Tudo começou no sofá, entre carícias. Eram as nuvens carregadas que assombravam os sete andares por cima do nosso, era uma mão por dentro da outra e o tom waits a cantar-nos ao ouvido as suas máquinas de ossos. Parecia que este mundo era bem melhor do que o outro. E depois veio a frase. Palavras desadequadas a querer inscrever o tempo quando os relógios param. A lembrar, somos estranhos, não conseguimos, nunca esquecemos, passados e futuros pesam, somos estrangeiros um e outro, um no outro. Veio a frase da estranheza, não troquei o teu nome - um lapso indesculpável entre amantes - foi frase ainda pior, uma falha na linguagem fundamental, para sempre a esquartejar a confiança. Um disparate este hábito da língua articular palavras e a sua falta de ponderação crónica. A frase que afasta, quebra o elo da ilusão, lembra o artifício escondido nas subtilezas.
Tinhas de vir com as palavras. Desculpa, é protecção, é vontade de nomear e dar a notícia ao mundo. Para quê se o mundo agora não interessa nada, só eu, tu e aqui. Falta de pontaria, não devia. I don’wanna, I don’t think so.
E tu disseste: o que é que isso interessa. E eu disse: nada. E passámos juntos um calendário no sofá apertado para quatro pernas.
Do sofá para a vida foi um instante. Vieram caixotes cheios de livros e cds, veio a ocupação disfarçada de bons modos que começaram rapidamente a ser ecos de outros tempos. A máquina de lavar roupa que é preciso estender depois, a cama a aquecer rápido, o diálogo a ganhar ao monólogo, as depressões a alternar com a euforia, o jogo de brincar aos casais, aos adultos.

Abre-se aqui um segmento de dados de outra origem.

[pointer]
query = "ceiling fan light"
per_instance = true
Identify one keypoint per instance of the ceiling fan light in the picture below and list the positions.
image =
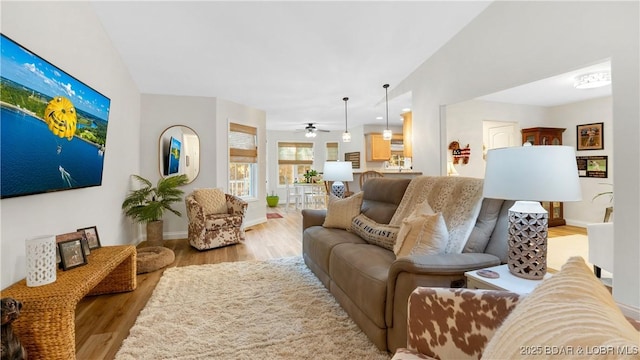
(387, 134)
(593, 80)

Bateram umas quantas portas no auge das discussões, o tom waits calou-se dentro da sua própria cabeça, às mensagens poéticas e arrulhos via telemóvel sucederam-se combinações a despachar, mas tudo se tornou tranquilo apesar da aparente desordem. Ainda há o calor de um copo de vinho tinto no jantar de tabuleiro ao som do portugal-camarões. E o rosto agitado com as oscilações dos dias e as idas ao café à hora de almoço quando não há mesa.
[Queria uma casa sem recheio, sem obstáculos a distraírem-nos do que nos levou ali aos dois.]
Agora sem pressa, de outra maneira, contigo aqui ao lado, mesmo ao lado íntimo. Sentamo-nos em tantos sofás alheios mas nenhum será como o primeiro, o do coração aberto, quase piroso nas revelações que guarda. Classe média e barriga de bem-estar, foi já grito de iniciação e de intempérie.